I know I am privileged to have grown up and to have lived in some of the most beautiful and remote parts of Africa - from the high forests and hills in Kenya, to some memorable game reserves in South Africa, and to the shadow of the Drakensberg where I live now. I have also spent some years working on the oceans of the world where I came to deeply respect the majesty and raw power of nature in a different form. With this background perhaps it’s not surprising that my subject matter in oil painting often tends to reflect the sights and experiences I have had in the 'big skies and far horizons' world that I have been part of. There is nothing magical, tricky, or double meaning about any landscape or seascape that I paint. Nothing to search for 'the interpretation of'. That is not to say I don’t enjoy that in others’ works. I try to paint simply and honestly, and as I see the world. If there is such a thing as 'comfort food' then perhaps my style of art can be described as 'comfort art'!
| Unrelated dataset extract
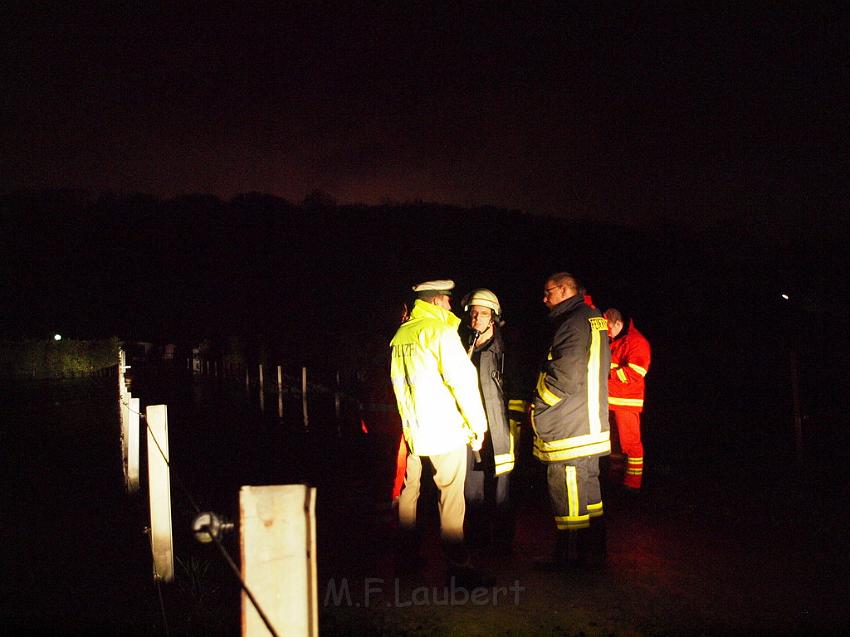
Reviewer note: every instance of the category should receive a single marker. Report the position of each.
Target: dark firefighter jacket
(630, 354)
(489, 360)
(570, 409)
Perhaps it is strange that an almost contrary subject in painting that I have successfully tackled is a more 'technical' one, and I have been fortunate to have painted 60 or so commissions of vintage tractors (including a calendar for John Deere in 2010), aircraft and yachts. I love the detailed precision and discipline required to do this - there are no short cuts. However it’s always nice after a particularly long and eye-straining project to open up with the freedom of a big sea or landscape! If there is one aspect I probably enjoy most in putting a picture together it is in the composition of skies and clouds in all their moods. I have also painted a number of large exterior wall murals in Richmond in the Karoo and my frequent visits there impressed upon me the beauty of the awesome landscapes in that vast and very special part of the world.
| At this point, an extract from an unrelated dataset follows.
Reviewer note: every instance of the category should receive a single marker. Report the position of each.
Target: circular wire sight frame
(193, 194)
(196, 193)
One of the most important attributes that I, and many other artists, am blessed with is the power of observation - something in me, which continues to grow all the time. I enjoy being able to watch and study a sky, a reflection, a shadow, the way something looks in a different light, and to imprint these visuals in the mind. Then doing my best to 'forward' that impression onto canvas! Nature’s ever-changing tableau is full of surprises and as long as I can record some of them I can never run out of ideas.